- Directed by: Ron Dias
- Written by: Joanne Jansen; Ron Dias;
- Produced by: Joanne Jansen; Ron Dias; Craig Fleming;
- Starring: Fefe Dobson; Oluniké Adeliyi; Alex Mallari Jr.; Lovell Adams-Gray; Kiana Madeira; Joanne Jansen; Brandon McKnight;
- Cinematography: Martin Wojtunik
- Edited by: Jovaughn Stephens
- Music by: Adrian Bent
- Production company: Ron and Aussie Productions
- Distributed by: AMC Networks, AllBlk
- Release date: September 19, 2024 (Cinéfest);
- Running time: 90 minutes
- Country: Canada
- Languages: English, Patois

= Morningside (film) =

Morningside is a Canadian drama film, directed by Ron Dias and released in 2024.

The film explores the lives of seven diverse characters who meet at a community centre in Scarborough as they navigate the challenges of relationships, societal struggles, and the looming threat of gentrification. The film highlights themes of resilience, heritage, and the value of community.

The film premiered at the 2024 Cinéfest Sudbury International Film Festival, and was subsequently screened at the ReelWorld Film Festival and the St. Louis International Film Festival.

==Production==
The film faced challenges securing initial funding from Canadian institutions like Telefilm and the Canada Council for the Arts, who questioned the market demand for another Scarborough-focused movie following the success of Scarborough and Brother. Despite setbacks, the film received grassroots support from the Scarborough community and businesses, with locations like Mona's Roti and The Real McCoy featured in the production. Funding from U.S.-based streamer Allblk, which previously picked up Dias's earlier film Bite of a Mango, helped bring the project to life. Telefilm later came on board to support the film's marketing after seeing the final cut.

The film has been noted for shooting in various locations, including The Real McCoy burger shop and Warden station, that have since shut down or undergone redevelopment.

The producers also partnered with the Scarborough Boys & Girls Club to raise funds for affordable housing in the area by selling film-branded sweatshirts.

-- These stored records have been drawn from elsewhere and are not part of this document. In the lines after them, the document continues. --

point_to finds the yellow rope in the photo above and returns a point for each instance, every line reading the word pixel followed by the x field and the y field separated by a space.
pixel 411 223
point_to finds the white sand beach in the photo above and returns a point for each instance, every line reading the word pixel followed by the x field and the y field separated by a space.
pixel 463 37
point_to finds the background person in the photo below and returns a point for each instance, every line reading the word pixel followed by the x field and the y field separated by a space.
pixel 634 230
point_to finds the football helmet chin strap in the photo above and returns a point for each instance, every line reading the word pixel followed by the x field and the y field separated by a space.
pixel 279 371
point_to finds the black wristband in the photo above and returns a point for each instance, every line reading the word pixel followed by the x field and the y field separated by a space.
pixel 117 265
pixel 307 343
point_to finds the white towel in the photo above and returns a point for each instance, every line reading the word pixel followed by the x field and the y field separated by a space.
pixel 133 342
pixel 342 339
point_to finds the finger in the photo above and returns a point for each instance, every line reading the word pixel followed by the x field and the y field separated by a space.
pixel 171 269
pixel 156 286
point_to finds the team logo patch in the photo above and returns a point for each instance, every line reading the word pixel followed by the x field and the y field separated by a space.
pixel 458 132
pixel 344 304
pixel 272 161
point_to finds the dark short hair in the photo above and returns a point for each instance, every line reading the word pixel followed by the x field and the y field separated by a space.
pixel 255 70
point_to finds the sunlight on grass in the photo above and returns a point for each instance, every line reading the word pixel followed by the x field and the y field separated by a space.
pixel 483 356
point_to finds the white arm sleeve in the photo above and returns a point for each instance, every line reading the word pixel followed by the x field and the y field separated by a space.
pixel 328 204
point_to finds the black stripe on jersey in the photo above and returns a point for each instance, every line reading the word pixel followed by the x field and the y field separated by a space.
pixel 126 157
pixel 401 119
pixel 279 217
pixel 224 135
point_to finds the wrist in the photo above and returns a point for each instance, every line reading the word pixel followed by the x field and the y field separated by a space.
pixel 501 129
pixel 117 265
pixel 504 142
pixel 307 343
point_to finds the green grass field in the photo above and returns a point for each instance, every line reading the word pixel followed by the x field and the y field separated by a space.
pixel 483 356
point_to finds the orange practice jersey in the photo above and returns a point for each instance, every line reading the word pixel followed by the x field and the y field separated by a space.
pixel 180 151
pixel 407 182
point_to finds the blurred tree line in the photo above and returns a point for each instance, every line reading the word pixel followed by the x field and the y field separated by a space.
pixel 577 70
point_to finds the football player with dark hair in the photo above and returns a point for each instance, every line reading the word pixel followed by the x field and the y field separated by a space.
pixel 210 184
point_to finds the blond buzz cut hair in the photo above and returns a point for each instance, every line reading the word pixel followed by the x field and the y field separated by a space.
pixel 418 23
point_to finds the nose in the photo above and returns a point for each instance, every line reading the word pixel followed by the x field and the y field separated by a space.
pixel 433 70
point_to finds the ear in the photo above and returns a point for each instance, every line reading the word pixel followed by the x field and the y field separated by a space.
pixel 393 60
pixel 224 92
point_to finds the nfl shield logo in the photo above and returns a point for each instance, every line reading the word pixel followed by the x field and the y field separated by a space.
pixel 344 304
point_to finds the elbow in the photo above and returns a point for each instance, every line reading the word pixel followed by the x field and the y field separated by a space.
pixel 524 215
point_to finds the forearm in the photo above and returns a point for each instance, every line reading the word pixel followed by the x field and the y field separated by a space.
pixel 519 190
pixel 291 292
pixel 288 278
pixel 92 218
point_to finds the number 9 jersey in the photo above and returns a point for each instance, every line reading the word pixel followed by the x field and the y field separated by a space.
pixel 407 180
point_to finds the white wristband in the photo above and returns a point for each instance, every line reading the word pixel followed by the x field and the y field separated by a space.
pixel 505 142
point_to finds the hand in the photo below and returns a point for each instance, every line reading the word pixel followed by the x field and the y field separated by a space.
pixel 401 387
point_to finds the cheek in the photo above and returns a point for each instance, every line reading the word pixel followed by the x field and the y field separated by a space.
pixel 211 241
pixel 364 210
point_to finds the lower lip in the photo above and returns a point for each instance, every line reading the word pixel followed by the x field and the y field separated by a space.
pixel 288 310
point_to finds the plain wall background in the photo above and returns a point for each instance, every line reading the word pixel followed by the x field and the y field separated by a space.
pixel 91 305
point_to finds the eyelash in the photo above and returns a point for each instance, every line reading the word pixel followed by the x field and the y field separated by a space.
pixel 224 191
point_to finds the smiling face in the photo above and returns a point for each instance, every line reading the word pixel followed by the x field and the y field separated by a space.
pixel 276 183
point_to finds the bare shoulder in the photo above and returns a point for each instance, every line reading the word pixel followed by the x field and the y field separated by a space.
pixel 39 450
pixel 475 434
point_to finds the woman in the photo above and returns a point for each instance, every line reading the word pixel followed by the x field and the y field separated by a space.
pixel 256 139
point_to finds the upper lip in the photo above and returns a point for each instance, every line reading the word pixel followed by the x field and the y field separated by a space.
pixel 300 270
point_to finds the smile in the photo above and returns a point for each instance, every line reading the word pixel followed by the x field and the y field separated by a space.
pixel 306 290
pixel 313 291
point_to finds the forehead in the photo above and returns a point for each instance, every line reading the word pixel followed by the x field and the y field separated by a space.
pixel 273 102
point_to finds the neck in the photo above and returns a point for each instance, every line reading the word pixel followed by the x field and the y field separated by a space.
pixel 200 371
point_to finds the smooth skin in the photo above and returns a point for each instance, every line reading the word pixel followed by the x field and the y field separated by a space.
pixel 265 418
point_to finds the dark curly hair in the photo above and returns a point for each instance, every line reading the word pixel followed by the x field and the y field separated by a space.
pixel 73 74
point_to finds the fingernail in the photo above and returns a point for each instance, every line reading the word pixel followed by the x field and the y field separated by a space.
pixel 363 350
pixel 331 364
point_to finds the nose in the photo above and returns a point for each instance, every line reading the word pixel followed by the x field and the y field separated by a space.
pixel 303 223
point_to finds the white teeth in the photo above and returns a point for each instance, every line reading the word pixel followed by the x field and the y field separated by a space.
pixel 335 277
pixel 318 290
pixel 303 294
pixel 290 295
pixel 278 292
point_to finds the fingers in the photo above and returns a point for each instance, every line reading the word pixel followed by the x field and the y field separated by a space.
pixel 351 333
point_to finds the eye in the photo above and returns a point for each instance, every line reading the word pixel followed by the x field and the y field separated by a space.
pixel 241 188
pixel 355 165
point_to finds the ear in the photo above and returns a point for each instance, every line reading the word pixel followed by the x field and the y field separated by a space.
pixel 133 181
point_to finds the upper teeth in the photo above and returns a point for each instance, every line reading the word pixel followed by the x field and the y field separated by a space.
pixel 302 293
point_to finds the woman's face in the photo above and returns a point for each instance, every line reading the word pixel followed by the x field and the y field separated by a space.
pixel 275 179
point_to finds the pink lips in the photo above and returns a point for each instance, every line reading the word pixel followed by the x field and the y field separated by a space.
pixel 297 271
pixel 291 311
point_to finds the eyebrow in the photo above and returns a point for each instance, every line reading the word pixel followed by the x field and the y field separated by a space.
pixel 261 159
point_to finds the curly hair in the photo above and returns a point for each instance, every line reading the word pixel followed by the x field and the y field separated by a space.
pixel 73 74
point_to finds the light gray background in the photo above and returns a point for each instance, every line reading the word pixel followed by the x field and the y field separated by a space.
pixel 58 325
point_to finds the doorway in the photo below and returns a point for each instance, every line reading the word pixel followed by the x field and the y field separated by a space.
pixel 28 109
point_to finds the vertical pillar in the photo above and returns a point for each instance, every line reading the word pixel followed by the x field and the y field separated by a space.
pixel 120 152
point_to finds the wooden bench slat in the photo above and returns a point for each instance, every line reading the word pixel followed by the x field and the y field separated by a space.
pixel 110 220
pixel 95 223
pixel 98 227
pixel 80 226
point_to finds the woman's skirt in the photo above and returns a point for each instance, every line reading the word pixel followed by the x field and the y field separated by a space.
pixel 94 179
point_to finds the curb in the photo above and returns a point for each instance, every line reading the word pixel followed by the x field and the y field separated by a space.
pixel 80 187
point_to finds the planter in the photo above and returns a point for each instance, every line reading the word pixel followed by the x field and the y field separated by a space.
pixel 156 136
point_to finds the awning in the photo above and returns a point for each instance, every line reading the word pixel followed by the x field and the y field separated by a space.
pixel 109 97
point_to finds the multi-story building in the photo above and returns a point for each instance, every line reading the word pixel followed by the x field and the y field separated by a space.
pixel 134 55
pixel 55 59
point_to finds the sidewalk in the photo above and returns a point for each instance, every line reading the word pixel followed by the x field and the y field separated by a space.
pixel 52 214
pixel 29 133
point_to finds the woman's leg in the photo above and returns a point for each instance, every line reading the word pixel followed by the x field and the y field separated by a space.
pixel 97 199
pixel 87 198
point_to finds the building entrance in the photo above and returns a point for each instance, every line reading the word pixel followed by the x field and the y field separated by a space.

In a February 2025 interview on CBC Radio One's q, Ron Dias spoke about how his upbringing in Scarborough influenced the themes and characters in Morningside.

==Cast==
- Fefe Dobson as Steph
- Oluniké Adeliyi as Fi
- Alex Mallari Jr. as Josh
- Lovell Adams-Gray as Jay
- Kiana Madeira as Nicki
- Joanne Jansen as Shanice
- Brandon McKnight as Mark
- Orville Cummings as Breeze
- Kiki Hammill as Amber
- Nathan Taylor as Bandoh
- Zahra Bentham as Renee
- Leighton Alexander Williams

== Release ==
Morningside was commercially released on February 21, 2025 in theatres and spent 10 weeks being the highest grossing indie film in Canada of 2025. It made its U.S. premiere on March 27, 2025, at the Landmark Theatre in Westwood, Los Angeles. The red carpet event featured a panel discussion with cast and crew. The film was later released on April 3, 2025, on AMC's ALLBLK streaming service in the United States and simultaneously on Hollywood Suite in Canada.

==Reception==
Richard Crouse wrote: "A fractured portrait of a place and a place in time, "Morningside" does a good job of weaving together disparate stories to form a narrative whole. The structure is complex, but the content is down-to-earth, essaying themes of resilience, hope, gentrification and tragedy. It’s a broad canvas, but captivating characters keep the piecemeal story cohesive and compelling."

Kevin Bourne in Shifter magazine wrote: "[T]wo things which have alluded [sic] Toronto are feature films made by Toronto filmmakers which have garnered attention outside of the city, and films set in Toronto. ... [Morningside] walks the fine line between having themes and experiences that reflect inner city life, similar to major American and UK cities, that will resonate with audiences everywhere, while being distinctly Toronto. ... Supporting the standout performances and storytelling are the directing and cinematography, including overhead and over the shoulder shots and angles, that did the performances justice. ... Morningside is a groundbreaking moment in Toronto and Canadian cinema which is helping to usher in a new era of local filmmaking."

Raevin Larue was not sure what the viewer was meant to take away from the ending. "Morningside is 10/10. ... Morningside left me split. On one hand, I am extremely impressed with the quality of the performances and the pacing of this narrative. On the other, I am disappointed at the lack of accountability placed on the true villains of this story. I fell in love with all of these characters because of how well they were written. But, once their lives all connected, the story fell apart for me because it was not clear what co-writers Joanne Jansen and Ron Dias were trying to say. As a viewer not native to Scarborough, I am not sure what I am meant to take away from the ending. With its bleak and heartbreaking finale, there was no solution provided."